Le programme suivant proposait deux œuvres colossales pour piano solo, offrant une complémentarité d'esthétiques et démontrant la richesse de la palette sonore de Louise Bessette. Monolithique, évoquant par moments le calme des jardins chinois, la Suite no 9, « Ttai » de Scelsi, toujours pertinente près de 60 ans après sa création, se veut une étude en demi-teintes mais aussi en gestion de la respiration. Au fil des mouvements, on perçoit le temps différemment, accepte son inéluctabilité, s'abandonne au souffle. Ici, pas d'angles abrupts; la sonorité est absolument maîtrisée. Les accents ne sont jamais traités de façon gratuite par Louise Bessette, mais deviennent plutôt une impulsion qui permet à la note d'osciller, de scintiller. Les Planètes de Walter Boudreau se sont révélé un véhicule de transmission plus ludique, plus digital aussi. Les points de tension étaient particulièrement bien rendus, l'auditeur se retrouvant captif de la pulsation de la pianiste. Saluons quelques effets intéressants de pédale sostenuto, une égalité redoutable de la cellule mélodique qui s'enroule sur elle-même à la toute fin et un étourdissant decrescendo de clusters, d'une surprenante poésie.

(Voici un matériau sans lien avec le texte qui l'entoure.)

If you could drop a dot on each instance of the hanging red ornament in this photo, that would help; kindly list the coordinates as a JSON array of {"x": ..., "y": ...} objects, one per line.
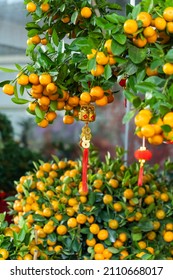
[
  {"x": 87, "y": 114},
  {"x": 142, "y": 154}
]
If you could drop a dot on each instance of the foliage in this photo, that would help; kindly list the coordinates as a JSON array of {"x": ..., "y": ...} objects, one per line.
[
  {"x": 65, "y": 59},
  {"x": 15, "y": 159},
  {"x": 50, "y": 195}
]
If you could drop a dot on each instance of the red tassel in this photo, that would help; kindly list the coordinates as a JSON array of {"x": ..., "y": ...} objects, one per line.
[
  {"x": 140, "y": 178},
  {"x": 84, "y": 169}
]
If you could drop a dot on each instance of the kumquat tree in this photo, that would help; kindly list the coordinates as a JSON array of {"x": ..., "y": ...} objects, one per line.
[{"x": 89, "y": 209}]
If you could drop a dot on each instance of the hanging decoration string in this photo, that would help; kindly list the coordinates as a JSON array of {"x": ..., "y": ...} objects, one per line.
[
  {"x": 86, "y": 114},
  {"x": 142, "y": 154}
]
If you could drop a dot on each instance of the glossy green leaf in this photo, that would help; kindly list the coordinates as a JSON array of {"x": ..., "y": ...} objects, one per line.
[
  {"x": 19, "y": 100},
  {"x": 136, "y": 236},
  {"x": 137, "y": 55},
  {"x": 117, "y": 49}
]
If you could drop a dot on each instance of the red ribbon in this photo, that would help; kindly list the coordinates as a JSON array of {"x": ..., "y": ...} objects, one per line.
[
  {"x": 84, "y": 169},
  {"x": 140, "y": 176}
]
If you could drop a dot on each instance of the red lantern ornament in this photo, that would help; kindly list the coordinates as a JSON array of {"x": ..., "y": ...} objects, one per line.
[
  {"x": 142, "y": 154},
  {"x": 87, "y": 114}
]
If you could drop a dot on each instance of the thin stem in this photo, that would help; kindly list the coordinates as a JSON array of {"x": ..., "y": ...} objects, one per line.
[{"x": 97, "y": 12}]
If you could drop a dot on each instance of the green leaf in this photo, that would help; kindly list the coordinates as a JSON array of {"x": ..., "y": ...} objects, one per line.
[
  {"x": 19, "y": 100},
  {"x": 2, "y": 217},
  {"x": 32, "y": 32},
  {"x": 112, "y": 18},
  {"x": 55, "y": 38},
  {"x": 145, "y": 225},
  {"x": 145, "y": 87},
  {"x": 113, "y": 250},
  {"x": 120, "y": 38},
  {"x": 19, "y": 67},
  {"x": 148, "y": 5},
  {"x": 117, "y": 48},
  {"x": 169, "y": 56},
  {"x": 104, "y": 24},
  {"x": 32, "y": 25},
  {"x": 52, "y": 236},
  {"x": 129, "y": 95},
  {"x": 8, "y": 70},
  {"x": 137, "y": 55},
  {"x": 136, "y": 236},
  {"x": 4, "y": 82},
  {"x": 136, "y": 102},
  {"x": 128, "y": 116},
  {"x": 53, "y": 105},
  {"x": 44, "y": 61},
  {"x": 39, "y": 218}
]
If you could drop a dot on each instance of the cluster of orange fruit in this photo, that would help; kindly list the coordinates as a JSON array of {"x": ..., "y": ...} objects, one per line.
[
  {"x": 154, "y": 131},
  {"x": 147, "y": 29},
  {"x": 67, "y": 222},
  {"x": 49, "y": 99},
  {"x": 47, "y": 10},
  {"x": 102, "y": 58}
]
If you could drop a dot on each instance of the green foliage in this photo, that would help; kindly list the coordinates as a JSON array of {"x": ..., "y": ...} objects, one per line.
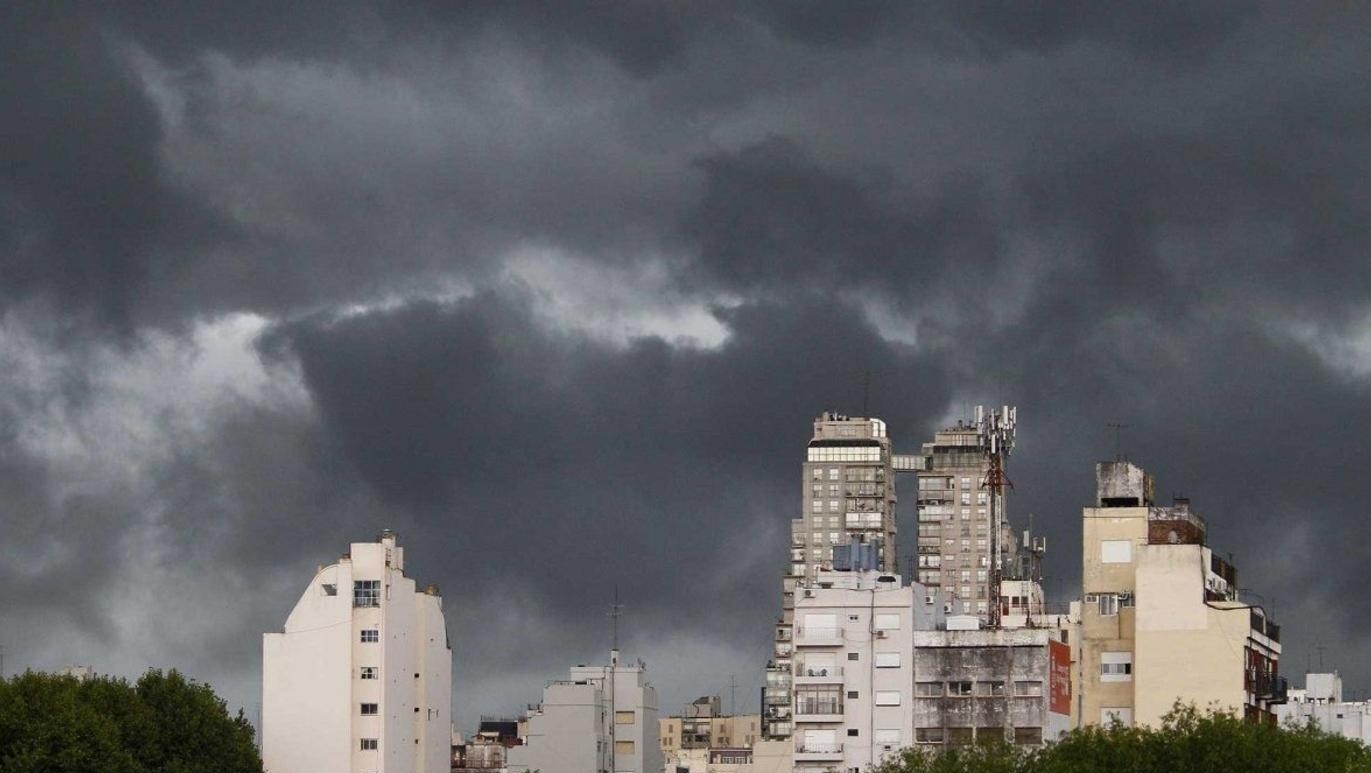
[
  {"x": 1187, "y": 742},
  {"x": 161, "y": 724}
]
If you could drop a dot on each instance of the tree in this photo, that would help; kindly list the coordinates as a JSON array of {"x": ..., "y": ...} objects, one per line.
[
  {"x": 1187, "y": 742},
  {"x": 161, "y": 724}
]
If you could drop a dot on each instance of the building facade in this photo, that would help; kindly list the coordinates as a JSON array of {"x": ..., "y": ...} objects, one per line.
[
  {"x": 704, "y": 727},
  {"x": 359, "y": 680},
  {"x": 1009, "y": 684},
  {"x": 601, "y": 720},
  {"x": 853, "y": 668},
  {"x": 847, "y": 498},
  {"x": 1161, "y": 620},
  {"x": 1320, "y": 702},
  {"x": 965, "y": 542}
]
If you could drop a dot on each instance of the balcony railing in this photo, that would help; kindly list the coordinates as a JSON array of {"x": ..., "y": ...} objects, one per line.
[
  {"x": 819, "y": 635},
  {"x": 817, "y": 749},
  {"x": 819, "y": 707},
  {"x": 805, "y": 670}
]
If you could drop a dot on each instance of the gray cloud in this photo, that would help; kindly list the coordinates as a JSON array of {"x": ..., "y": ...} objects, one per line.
[{"x": 555, "y": 291}]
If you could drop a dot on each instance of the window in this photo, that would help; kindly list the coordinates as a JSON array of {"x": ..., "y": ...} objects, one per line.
[
  {"x": 1115, "y": 666},
  {"x": 928, "y": 735},
  {"x": 1109, "y": 714},
  {"x": 366, "y": 592},
  {"x": 1108, "y": 605},
  {"x": 1115, "y": 551},
  {"x": 928, "y": 688},
  {"x": 990, "y": 688}
]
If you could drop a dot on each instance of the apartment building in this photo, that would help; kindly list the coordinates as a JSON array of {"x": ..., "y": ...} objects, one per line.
[
  {"x": 1161, "y": 618},
  {"x": 599, "y": 720},
  {"x": 359, "y": 680},
  {"x": 704, "y": 727},
  {"x": 974, "y": 684},
  {"x": 847, "y": 496},
  {"x": 965, "y": 542},
  {"x": 852, "y": 668},
  {"x": 1320, "y": 702}
]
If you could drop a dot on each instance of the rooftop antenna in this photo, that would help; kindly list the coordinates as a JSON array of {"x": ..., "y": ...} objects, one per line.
[
  {"x": 1118, "y": 428},
  {"x": 616, "y": 610}
]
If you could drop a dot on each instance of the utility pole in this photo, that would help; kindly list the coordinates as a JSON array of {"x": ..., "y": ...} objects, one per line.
[{"x": 614, "y": 611}]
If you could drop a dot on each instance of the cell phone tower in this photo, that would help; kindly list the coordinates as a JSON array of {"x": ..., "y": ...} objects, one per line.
[{"x": 996, "y": 431}]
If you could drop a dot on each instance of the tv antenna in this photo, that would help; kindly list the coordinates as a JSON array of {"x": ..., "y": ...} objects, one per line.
[{"x": 1118, "y": 428}]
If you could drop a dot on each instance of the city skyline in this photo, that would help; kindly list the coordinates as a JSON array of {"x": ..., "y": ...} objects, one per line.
[{"x": 557, "y": 295}]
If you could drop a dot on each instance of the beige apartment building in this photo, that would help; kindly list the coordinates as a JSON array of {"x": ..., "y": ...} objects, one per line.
[
  {"x": 1161, "y": 618},
  {"x": 704, "y": 725}
]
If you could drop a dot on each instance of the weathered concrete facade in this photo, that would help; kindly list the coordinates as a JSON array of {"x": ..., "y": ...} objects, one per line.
[{"x": 972, "y": 684}]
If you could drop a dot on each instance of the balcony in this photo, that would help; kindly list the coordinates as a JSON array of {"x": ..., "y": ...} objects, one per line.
[
  {"x": 817, "y": 751},
  {"x": 819, "y": 636},
  {"x": 819, "y": 710},
  {"x": 819, "y": 675}
]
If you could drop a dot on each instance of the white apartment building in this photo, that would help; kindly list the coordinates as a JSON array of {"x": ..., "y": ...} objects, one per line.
[
  {"x": 359, "y": 680},
  {"x": 601, "y": 720},
  {"x": 853, "y": 668},
  {"x": 1322, "y": 702}
]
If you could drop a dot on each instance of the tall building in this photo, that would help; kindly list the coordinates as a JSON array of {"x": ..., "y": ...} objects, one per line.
[
  {"x": 601, "y": 720},
  {"x": 361, "y": 677},
  {"x": 849, "y": 498},
  {"x": 1161, "y": 618},
  {"x": 965, "y": 543}
]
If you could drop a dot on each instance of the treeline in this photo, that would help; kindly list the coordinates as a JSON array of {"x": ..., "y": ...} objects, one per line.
[
  {"x": 1189, "y": 742},
  {"x": 161, "y": 724}
]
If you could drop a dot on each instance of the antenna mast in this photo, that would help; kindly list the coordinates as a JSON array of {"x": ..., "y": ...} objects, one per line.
[{"x": 996, "y": 431}]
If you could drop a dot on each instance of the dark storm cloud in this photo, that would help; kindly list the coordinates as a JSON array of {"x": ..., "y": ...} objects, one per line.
[{"x": 1142, "y": 213}]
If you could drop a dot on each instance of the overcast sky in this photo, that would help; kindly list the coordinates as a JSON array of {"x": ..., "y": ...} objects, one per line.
[{"x": 555, "y": 292}]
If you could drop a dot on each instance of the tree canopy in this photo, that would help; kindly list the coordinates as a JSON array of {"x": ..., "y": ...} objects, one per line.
[
  {"x": 161, "y": 724},
  {"x": 1187, "y": 742}
]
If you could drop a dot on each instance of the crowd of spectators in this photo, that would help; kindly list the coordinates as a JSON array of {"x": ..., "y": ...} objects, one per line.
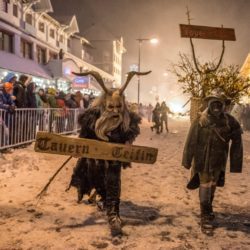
[{"x": 23, "y": 95}]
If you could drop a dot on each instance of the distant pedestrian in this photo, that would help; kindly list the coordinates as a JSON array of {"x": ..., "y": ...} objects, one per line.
[
  {"x": 156, "y": 118},
  {"x": 149, "y": 112},
  {"x": 164, "y": 116}
]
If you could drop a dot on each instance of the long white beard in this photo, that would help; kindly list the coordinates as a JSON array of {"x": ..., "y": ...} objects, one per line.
[{"x": 107, "y": 122}]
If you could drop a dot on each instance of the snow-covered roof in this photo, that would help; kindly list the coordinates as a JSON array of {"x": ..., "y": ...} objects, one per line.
[
  {"x": 69, "y": 22},
  {"x": 18, "y": 64},
  {"x": 43, "y": 6}
]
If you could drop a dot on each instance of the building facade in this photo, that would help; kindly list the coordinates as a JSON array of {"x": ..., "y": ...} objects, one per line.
[
  {"x": 34, "y": 41},
  {"x": 107, "y": 51}
]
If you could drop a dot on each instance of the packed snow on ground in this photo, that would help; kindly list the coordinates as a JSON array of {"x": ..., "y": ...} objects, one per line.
[{"x": 157, "y": 210}]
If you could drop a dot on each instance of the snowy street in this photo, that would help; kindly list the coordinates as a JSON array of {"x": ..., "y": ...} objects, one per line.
[{"x": 157, "y": 210}]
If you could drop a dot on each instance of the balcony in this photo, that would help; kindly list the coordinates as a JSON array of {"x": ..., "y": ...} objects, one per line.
[{"x": 30, "y": 29}]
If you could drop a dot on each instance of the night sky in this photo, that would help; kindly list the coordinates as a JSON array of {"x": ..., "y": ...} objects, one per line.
[{"x": 134, "y": 19}]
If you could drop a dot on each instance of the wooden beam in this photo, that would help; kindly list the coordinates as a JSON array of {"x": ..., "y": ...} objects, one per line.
[
  {"x": 93, "y": 149},
  {"x": 205, "y": 32}
]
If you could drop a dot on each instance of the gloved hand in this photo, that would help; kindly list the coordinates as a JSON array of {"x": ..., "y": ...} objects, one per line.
[
  {"x": 126, "y": 165},
  {"x": 11, "y": 109}
]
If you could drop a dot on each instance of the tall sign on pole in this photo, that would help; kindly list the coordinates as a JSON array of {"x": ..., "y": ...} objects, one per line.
[{"x": 205, "y": 32}]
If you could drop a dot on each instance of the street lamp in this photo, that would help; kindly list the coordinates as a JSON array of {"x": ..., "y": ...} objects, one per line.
[{"x": 140, "y": 40}]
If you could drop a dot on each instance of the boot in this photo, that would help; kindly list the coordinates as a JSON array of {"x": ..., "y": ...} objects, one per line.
[
  {"x": 114, "y": 220},
  {"x": 205, "y": 207},
  {"x": 206, "y": 225},
  {"x": 211, "y": 212}
]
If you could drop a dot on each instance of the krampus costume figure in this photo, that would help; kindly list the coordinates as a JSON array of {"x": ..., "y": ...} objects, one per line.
[
  {"x": 206, "y": 149},
  {"x": 109, "y": 120}
]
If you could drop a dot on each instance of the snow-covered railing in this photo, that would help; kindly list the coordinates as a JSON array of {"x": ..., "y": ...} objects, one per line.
[{"x": 19, "y": 127}]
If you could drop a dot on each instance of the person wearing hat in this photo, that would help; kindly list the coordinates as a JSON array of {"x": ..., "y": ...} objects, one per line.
[
  {"x": 10, "y": 77},
  {"x": 20, "y": 91},
  {"x": 206, "y": 151},
  {"x": 7, "y": 104}
]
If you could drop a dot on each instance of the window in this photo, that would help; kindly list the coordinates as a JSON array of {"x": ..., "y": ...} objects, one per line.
[
  {"x": 15, "y": 10},
  {"x": 26, "y": 49},
  {"x": 4, "y": 6},
  {"x": 52, "y": 33},
  {"x": 52, "y": 55},
  {"x": 6, "y": 41},
  {"x": 41, "y": 55},
  {"x": 41, "y": 27},
  {"x": 28, "y": 18},
  {"x": 68, "y": 43},
  {"x": 61, "y": 39}
]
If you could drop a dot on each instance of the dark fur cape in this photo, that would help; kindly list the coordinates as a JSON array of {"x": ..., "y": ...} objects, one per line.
[{"x": 90, "y": 173}]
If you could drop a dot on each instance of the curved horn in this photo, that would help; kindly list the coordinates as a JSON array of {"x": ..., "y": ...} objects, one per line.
[
  {"x": 130, "y": 76},
  {"x": 97, "y": 76}
]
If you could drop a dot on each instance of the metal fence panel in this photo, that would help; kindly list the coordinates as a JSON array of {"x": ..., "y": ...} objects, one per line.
[{"x": 20, "y": 127}]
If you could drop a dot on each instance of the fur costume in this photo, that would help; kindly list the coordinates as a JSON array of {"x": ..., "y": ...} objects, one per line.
[{"x": 90, "y": 173}]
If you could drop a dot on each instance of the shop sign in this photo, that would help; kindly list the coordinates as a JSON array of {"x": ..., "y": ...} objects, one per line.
[
  {"x": 205, "y": 32},
  {"x": 81, "y": 82}
]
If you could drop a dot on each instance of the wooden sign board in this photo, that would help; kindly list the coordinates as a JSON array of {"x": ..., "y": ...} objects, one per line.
[
  {"x": 93, "y": 149},
  {"x": 205, "y": 32}
]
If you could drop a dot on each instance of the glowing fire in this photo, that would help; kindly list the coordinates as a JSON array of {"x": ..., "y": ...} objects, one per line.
[{"x": 176, "y": 107}]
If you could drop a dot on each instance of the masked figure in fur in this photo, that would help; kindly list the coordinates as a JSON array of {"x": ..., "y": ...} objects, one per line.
[
  {"x": 206, "y": 151},
  {"x": 108, "y": 119}
]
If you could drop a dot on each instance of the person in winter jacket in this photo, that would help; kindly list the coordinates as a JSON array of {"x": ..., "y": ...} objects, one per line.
[
  {"x": 6, "y": 118},
  {"x": 206, "y": 151},
  {"x": 20, "y": 91},
  {"x": 156, "y": 118}
]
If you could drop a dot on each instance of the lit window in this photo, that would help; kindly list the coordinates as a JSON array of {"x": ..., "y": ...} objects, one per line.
[
  {"x": 15, "y": 10},
  {"x": 6, "y": 41},
  {"x": 28, "y": 18},
  {"x": 41, "y": 27},
  {"x": 52, "y": 33},
  {"x": 26, "y": 49}
]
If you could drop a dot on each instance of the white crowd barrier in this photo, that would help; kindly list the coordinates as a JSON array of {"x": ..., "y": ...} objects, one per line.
[{"x": 19, "y": 127}]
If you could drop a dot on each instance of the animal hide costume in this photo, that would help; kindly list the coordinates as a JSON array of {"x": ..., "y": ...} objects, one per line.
[
  {"x": 206, "y": 151},
  {"x": 108, "y": 120}
]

Le pianiste britannique Peter Hill se joignait à Louise Bessette pour le dernier concert. (Il a par ailleurs évoqué de façon pertinente les deux œuvres au programme dans une vidéo présentée juste avant le concert.) Les complices ont d'abord offert une lecture stupéfiante de la version pour quatre-mains du Sacre du printemps de Stravinski. Véritable monstre à deux têtes, mais ne possédant qu'une seule respiration, particulièrement organique, les pianistes ont su réaliser un admirable travail sur les timbres, qui permettait de percevoir autrement l'architecture de la partition. L'unité de conception et de réalisation laissait pantois; comment une telle communion peut-elle s'établir en si peu de temps relève presque du miracle, puisqu’il s'agit ici d'une première collaboration. La soirée s’est terminée par les Visions de l'Amen de Messiaen, compositeur phare des deux artistes, qui ont bien transmis l'écriture complémentaire de la partition d'une redoutable densité. (Le deuxième piano, partie tenue par Messiaen lui-même lors de la création, joue essentiellement un rôle harmonique et thématique, le premier, tenu alors par Yvonne Loriod, mise plutôt sur la vélocité et les éléments rythmiques.) Ils nous ont notamment offert un « Amen du Désir » sublime, dont la magnificence a continué de me hanter le lendemain.

Une journée fébrile, fertile en émotions, qui restera dans les mémoires.